山手トンネルとは、首都高速中央環状線にある地下トンネルである。
概要
特徴
首都高速中央環状線の大井JCTから高松入口までを結ぶ地下トンネル。1992年に着工し、2007年12月22日に西新宿JCT~熊野町JCT間が開通、2010年2月28日に大橋JCT~西新宿JCTが開通、そして2015年3月7日に大橋JCT~大井JCT間が開通し、これをもってトンネル部は全線開通した。
全長が内回りで18,098m、外回りで18,597mあり、ノルウェーのラルダールトンネルに次いで世界で二番目に長い道路トンネル、日本においては最も長い道路トンネルとなっている。
ちなみに、大井JCT~大橋JCT間開通日の2015年3月7日以前は日本で二番目に長いトンネルとなっていた。この時の最も長い道路トンネルは関越自動車道にある関越トンネルである。
地下鉄路線をすり抜けて掘られたトンネル
山手トンネル建設の際、ネックとなっていた存在が東京メトロや都営地下鉄などの地下鉄路線である。東京には地下鉄や地下化された鉄道路線が縦横無尽にはり巡らせており、さらにデパ地下や地下道の建設などで地下部分の容量がかなりひっ迫していた。

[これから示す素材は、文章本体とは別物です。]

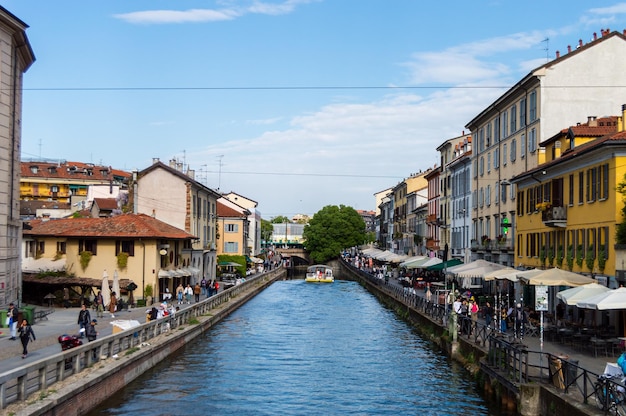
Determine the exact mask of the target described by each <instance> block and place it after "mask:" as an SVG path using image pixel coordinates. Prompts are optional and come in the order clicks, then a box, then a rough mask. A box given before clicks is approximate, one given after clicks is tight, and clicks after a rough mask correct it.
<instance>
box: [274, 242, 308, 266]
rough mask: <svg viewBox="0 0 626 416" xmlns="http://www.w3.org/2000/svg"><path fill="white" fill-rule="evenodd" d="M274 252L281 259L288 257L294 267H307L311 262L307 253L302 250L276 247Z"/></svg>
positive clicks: (289, 248)
mask: <svg viewBox="0 0 626 416" xmlns="http://www.w3.org/2000/svg"><path fill="white" fill-rule="evenodd" d="M276 251H277V252H278V253H280V255H281V256H283V257H290V258H291V259H292V261H293V265H294V266H301V265H308V264H310V262H311V258H310V257H309V253H307V252H306V251H305V250H304V249H302V248H280V247H277V248H276Z"/></svg>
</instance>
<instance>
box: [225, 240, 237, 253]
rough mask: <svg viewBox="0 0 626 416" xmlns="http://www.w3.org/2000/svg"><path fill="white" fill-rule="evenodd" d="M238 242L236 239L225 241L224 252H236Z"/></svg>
mask: <svg viewBox="0 0 626 416" xmlns="http://www.w3.org/2000/svg"><path fill="white" fill-rule="evenodd" d="M238 252H239V243H238V242H236V241H227V242H225V243H224V253H238Z"/></svg>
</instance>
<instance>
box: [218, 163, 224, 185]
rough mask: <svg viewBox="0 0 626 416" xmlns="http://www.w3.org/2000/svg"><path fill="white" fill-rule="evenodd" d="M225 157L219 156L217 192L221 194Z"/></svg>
mask: <svg viewBox="0 0 626 416" xmlns="http://www.w3.org/2000/svg"><path fill="white" fill-rule="evenodd" d="M223 157H224V155H219V156H218V157H217V158H218V159H219V162H218V164H219V173H218V176H217V191H218V192H219V190H220V186H221V185H222V158H223Z"/></svg>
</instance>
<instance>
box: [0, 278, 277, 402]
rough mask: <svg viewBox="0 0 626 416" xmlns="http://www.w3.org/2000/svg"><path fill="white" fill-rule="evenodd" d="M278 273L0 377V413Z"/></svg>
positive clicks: (267, 280)
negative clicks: (54, 384)
mask: <svg viewBox="0 0 626 416" xmlns="http://www.w3.org/2000/svg"><path fill="white" fill-rule="evenodd" d="M280 271H282V268H277V269H274V270H271V271H268V272H265V273H262V274H259V275H256V276H253V277H251V278H248V279H246V280H245V281H244V282H242V283H241V284H239V285H236V286H233V287H231V288H229V289H226V290H224V291H222V292H220V293H218V294H216V295H213V296H211V297H210V298H207V299H204V300H202V301H200V302H198V303H196V304H194V305H192V306H191V307H189V308H186V309H182V310H180V311H179V312H176V313H175V314H174V315H171V316H167V317H164V318H160V319H157V320H154V321H150V322H147V323H144V324H140V325H139V326H137V327H134V328H131V329H128V330H125V331H123V332H119V333H117V334H111V335H108V336H105V337H102V338H100V339H97V340H95V341H92V342H89V343H88V344H84V345H81V346H79V347H75V348H72V349H68V350H66V351H63V352H60V353H58V354H55V355H52V356H49V357H45V358H42V359H40V360H37V361H34V362H32V363H29V364H26V365H22V366H20V367H17V368H15V369H13V370H10V371H6V372H4V373H1V374H0V409H5V408H6V407H7V406H8V405H10V404H12V403H16V402H18V401H25V400H26V399H27V398H28V396H30V395H31V394H33V393H36V392H39V391H43V390H46V389H48V388H50V387H51V386H53V385H54V384H55V383H58V382H60V381H63V380H65V379H67V378H68V377H69V376H71V375H74V374H80V373H81V372H83V371H84V370H85V369H87V368H89V367H90V366H92V365H93V364H94V363H95V362H97V361H98V360H99V359H100V358H103V357H106V358H108V357H113V356H114V355H115V354H123V353H124V352H126V351H128V350H130V349H132V348H136V347H137V346H140V345H141V344H142V343H145V342H147V341H149V340H151V339H154V338H155V337H157V336H159V335H161V334H163V333H165V332H168V331H171V330H172V329H173V328H176V327H178V326H180V325H183V324H185V323H186V322H188V321H189V320H190V319H192V318H195V317H198V316H202V315H206V314H207V312H208V311H210V310H212V309H215V308H217V307H219V306H220V305H222V304H224V303H226V302H228V301H229V300H230V299H232V298H235V297H237V296H239V295H240V294H242V293H243V292H245V291H247V290H248V289H250V288H251V287H253V286H256V285H258V284H259V283H262V282H267V281H268V280H270V279H273V278H274V277H275V276H276V274H277V273H280Z"/></svg>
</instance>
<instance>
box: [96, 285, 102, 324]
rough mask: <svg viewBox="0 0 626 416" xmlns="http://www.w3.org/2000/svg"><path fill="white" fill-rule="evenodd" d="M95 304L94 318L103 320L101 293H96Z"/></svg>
mask: <svg viewBox="0 0 626 416" xmlns="http://www.w3.org/2000/svg"><path fill="white" fill-rule="evenodd" d="M95 302H96V316H97V317H98V318H103V317H104V298H103V297H102V292H101V291H98V294H97V295H96V299H95Z"/></svg>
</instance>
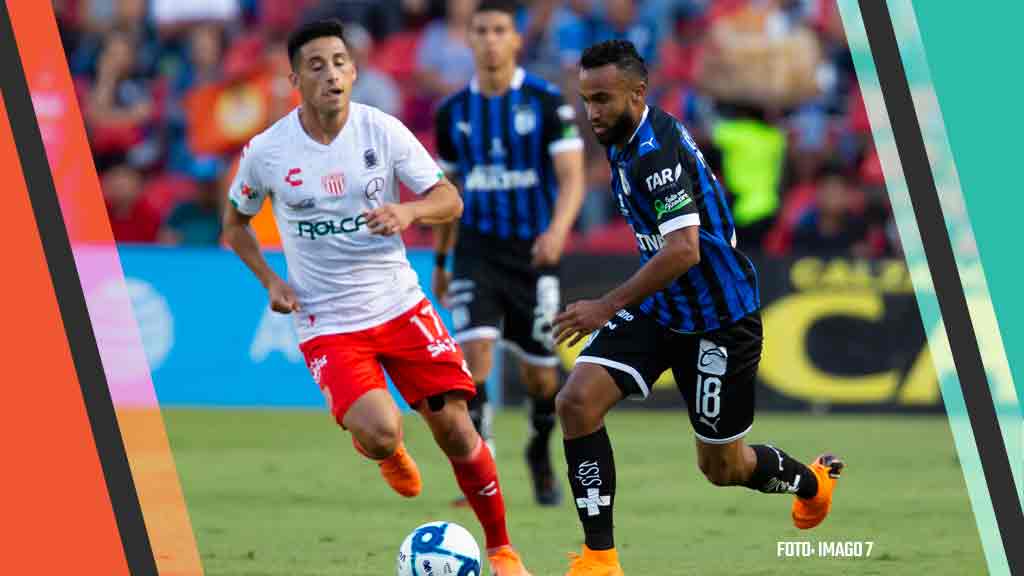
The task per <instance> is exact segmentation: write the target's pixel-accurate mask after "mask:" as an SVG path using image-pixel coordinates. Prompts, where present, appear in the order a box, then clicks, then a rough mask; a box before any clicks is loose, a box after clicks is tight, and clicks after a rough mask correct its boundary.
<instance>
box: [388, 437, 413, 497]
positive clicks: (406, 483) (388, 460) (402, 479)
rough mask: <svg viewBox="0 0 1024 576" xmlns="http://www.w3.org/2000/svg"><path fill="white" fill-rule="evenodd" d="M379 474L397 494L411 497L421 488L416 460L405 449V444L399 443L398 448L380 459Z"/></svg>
mask: <svg viewBox="0 0 1024 576" xmlns="http://www.w3.org/2000/svg"><path fill="white" fill-rule="evenodd" d="M379 465H380V468H381V476H383V477H384V480H386V481H387V483H388V485H389V486H390V487H391V488H392V489H394V491H395V492H397V493H398V494H400V495H402V496H404V497H407V498H413V497H415V496H419V495H420V492H421V491H422V490H423V479H422V478H420V468H419V467H418V466H417V465H416V460H414V459H413V457H412V456H410V455H409V452H407V451H406V445H404V444H399V445H398V449H397V450H395V451H394V454H391V455H390V456H388V457H387V458H385V459H383V460H381V461H380V464H379Z"/></svg>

山手トンネルのルート上にも地下鉄路線をすり抜けなければならない場所が何ヶ所も存在し、難工事となっていた。ちなみにその地下鉄路線は以下の通りである。
- りんかい線
- 都営浅草線
- 東急目黒線
- 東京メトロ日比谷線
- 東京メトロ千代田線
- 京王線・京王新線
- 都営大江戸線 (山手トンネル直下を清水橋交差点付近から中落合二丁目交差点付近まで並走する)
- 東京メトロ丸の内線
- 東京メトロ東西線
- 西武新宿線
- 東京メトロ副都心線・有楽町線
山手トンネルはこれらをオーバーパスまたはアンダーパスして掘っている。そのため、トンネル内は直線ではなく上下にクネクネした坂道だらけのトンネルとなっている。のちにこれが交通のネックとなり、中央環状線で頻発する渋滞の原因にもなっている。これを軽減するため、首都高速道路では「エスコートライト」という渋滞緩和設備を採用。人間の錯覚効果と心理を利用して、トンネル内をライトが通過するようにライトアップ。運転士が自然とライトを追いかけていくようにして、上り坂でのスピードダウンを防止している。
ちなみにこの中で一番の難工事とされた箇所は、都営大江戸線と東京メトロ丸ノ内線が交差する中野坂上駅の部分で、トンネルはこの路線と路線がサンドイッチされたわずかな隙間を掘るようにして建設されている。トンネルと駅ホームの間隔は、丸の内線が約2m、大江戸線が約7mでまさに板一枚分しかない危険と隣り合わせとなった工事であった。
また、トンネルより真上を通る丸ノ内線の崩落を防ぐため、この部分は特殊な工法が使われている。まず丸ノ内線駅ホーム周辺の地盤を特殊な薬液で固めて強固にし、地上から丸ノ内線ホーム周りを真下に掘っていく。そして、掘った部分から丸ノ内線ホームとトンネルの間に支え板を通し、その支え板を強固にする足場を建設していく。これによって丸ノ内線ホームの落盤を防ぎ、列車を止めることなく安全に工事を進めることが可能になったのである。